Secara garis besar proses pembuatan perancangan Perundang-undangan meliputi kegiatan sebagai berikut:
1.      Tahan Persiapan dan perancangan
2.      Tahap pembicaraan dan pembahasan di DPR
3.      Tahap penetapan dan pengesahan
4.      Tahap pengundangan dan pengumuman.
Bila dilihat dari tahap-tahap yang dilakukan guna pembentukan suatu produk perundang-undang, jika diimplementasikan ke dalam suatu proses pembentukan Peraturan Desa, maka dapat disimpulkan sebagai berikut :
1.      Tahap Persiapan dan Perancangan Peraturan Desa.
Proses pembuatan peraturan dimulai dengan mempersiapkan rancangan peraturan tersebut. Rancangan itu dapat berasal dari pihak Pemerintah (eksekutif) yang dalam hal ini Kepala desa dan dapat pula berasal dari usul inisiatif BPD. Hal ini diatur dalam pasal 6 Kepmendagri No 29 tahun 2006 tentang pedoman pembentukan dan mekanisme penyusunan peraturan desa, “ Rancangan Peraturan Desa diprakarsai oleh pemerintah desa dan dapat berasal dari usul inisiatif BPD”.
Khusus untuk rancangan Peraturan Desa yang dapat diusulkan oleh kepala desa, pembuatannya dibantu oleh Sekretaris desa secara khusus menangani tugas-tugas tersebut. Kemudian dilakukan pembicaraan atau negosiasi antara pihak pemrakarsa dengan pihak-pihak lain yang terkait dan berkompeten. Bila perlu, dilakukan penelitian.
Selanjutnya, usul Rancangan Peraturan Desa itu diajukan Kepala Desa kepada BPD. Dengan demikian dapatlah dijelaskan bahwa mutu suatu rancangan Peraturan Desa yang diusulkan oleh Kepala Desa ditentukan dan tergantung pada keahlian dan kemampuan sekretaris desa dan staffnya dalam membantu Kepala Desa merancang sebuah Peraturan Desa.
2.      Tahap Pembahasan atau Pembicaraan Peraturan Desa di BPD
Pembentukan Peraturan Desa  dimulai dari pengajuan usulan dari masyarakat Desa akan perlunya pengaturan terhadap sesuatu hal, usulan ini kemudian disampaikan kepada BPD yang oleh BPD dilakukan rapat bersama yang tujuannya untuk membahas perihal usulan tadi.
Selanjutnya hasil dari rapat bersama tersebut apabila disetujui maka dijadikan suatu rancangan Peraturan Desa dan kemudian BPD mengajukan kepada Kepala Desa sebagai Pimpinan Pemerintah desa untuk dibahas bersama.
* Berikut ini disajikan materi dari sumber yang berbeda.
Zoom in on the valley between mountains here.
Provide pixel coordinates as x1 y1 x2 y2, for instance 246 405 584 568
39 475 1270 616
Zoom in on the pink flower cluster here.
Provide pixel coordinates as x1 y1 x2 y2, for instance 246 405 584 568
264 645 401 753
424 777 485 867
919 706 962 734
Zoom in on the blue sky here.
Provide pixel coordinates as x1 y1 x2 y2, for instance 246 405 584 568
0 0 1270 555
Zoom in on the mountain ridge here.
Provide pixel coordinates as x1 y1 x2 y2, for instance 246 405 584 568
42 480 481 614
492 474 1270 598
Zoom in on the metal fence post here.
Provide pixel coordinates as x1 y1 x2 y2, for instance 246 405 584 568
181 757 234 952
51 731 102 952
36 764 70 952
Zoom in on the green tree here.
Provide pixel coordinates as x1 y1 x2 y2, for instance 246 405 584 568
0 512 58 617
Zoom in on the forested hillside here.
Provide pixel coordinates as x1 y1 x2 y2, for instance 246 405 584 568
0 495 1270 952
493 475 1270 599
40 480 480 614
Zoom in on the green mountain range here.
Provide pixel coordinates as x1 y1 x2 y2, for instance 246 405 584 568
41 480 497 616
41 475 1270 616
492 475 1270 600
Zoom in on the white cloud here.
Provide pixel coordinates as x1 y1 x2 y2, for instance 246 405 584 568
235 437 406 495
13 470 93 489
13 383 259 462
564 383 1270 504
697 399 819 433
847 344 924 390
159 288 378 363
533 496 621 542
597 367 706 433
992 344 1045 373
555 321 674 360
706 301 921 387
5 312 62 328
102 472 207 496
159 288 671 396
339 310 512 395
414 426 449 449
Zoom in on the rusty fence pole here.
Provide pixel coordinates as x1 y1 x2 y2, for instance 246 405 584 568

Hal ini diatur dalam pasal 8 Kepmendagri Nomor 29 tahun 2006 “Rancangan Peraturan desa dibahas secara bersama oleh pemerintah desa dan BPD”. Apabila disetujui rancangan Peraturan Desa tersebut diumumkan kepada masysrakat ramai melalui papan pengumuman.
Kemudian apabila tidak ada tanggapan ataupun kritik dan saran dari masyarakat ramai maka rancangan Peraturan Desa tadi menjadi sebuah produk Pemerintahan Desa yang ditanda tangani oleh Kepala Desa. Usulan pembuatan ini bisa juga timbul dari BPD ataupun Kepala Desa jadi tidak selamanya menunggu datangnya usulan / ide dari masyarkat.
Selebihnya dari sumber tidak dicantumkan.